Pour continuer à s'enrichir, les grandes puissances encouragent l'Afrique à demeurer un réservoir éternel de matières premières sans technologie, aidés des complices que nous appelons « Présidents ».
C'est aussi ici qu'intervient le piège du FrancCFA. Ce papier est une monnaie très forte, qui donne à l'Africain naïf l'illusion d'être riche, puisqu'en comparaison des pays dits anglophones, il achète moins cher. Seulement, il ne voit pas qu'une monnaie forte détruit le sens de l'initiative et encourage l'improductivité pour des pays encore sous-industrialisés. Si vous avez une monnaie forte, vous aurez du mal à vendre ce que vous fabriquez.

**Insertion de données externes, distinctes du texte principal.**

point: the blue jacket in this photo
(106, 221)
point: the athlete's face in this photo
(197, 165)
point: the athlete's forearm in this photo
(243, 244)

Les dirigeants d'Afrique choisissent donc de ne rien fabriquer et de dépendre des ventes de matières premières. Du très grand art.
Or, quand vous n'êtes pas autosuffisant, vous n'êtes pas indépendant. L'importation de la nourriture était l'ennemi juré de Thomas Sankara, qui récusait fermement l'aide internationale. Et en moins de 4 ans, en se prenant en mains, le Burkina amorçait une voie royale vers la prospérité. Que serait-il advenu du Faso sans cette tragédie du 15 octobre 1987? La réponse est comme le nez au milieu de la figure."
Une démonstration du chercheur camerounais qui prouve à suffisance que les africains ont plus intérêt aujourd'hui à se prendre en main et redéfinir les grands axes de son développement. Tout commence par l'autosuffisance alimentaire. Il faut produire ce qui va nourrir directement la population. Véritable rampe de lancement pour amorcer une dynamique de croissance efficace et durable. De celà dépend la survie du continent.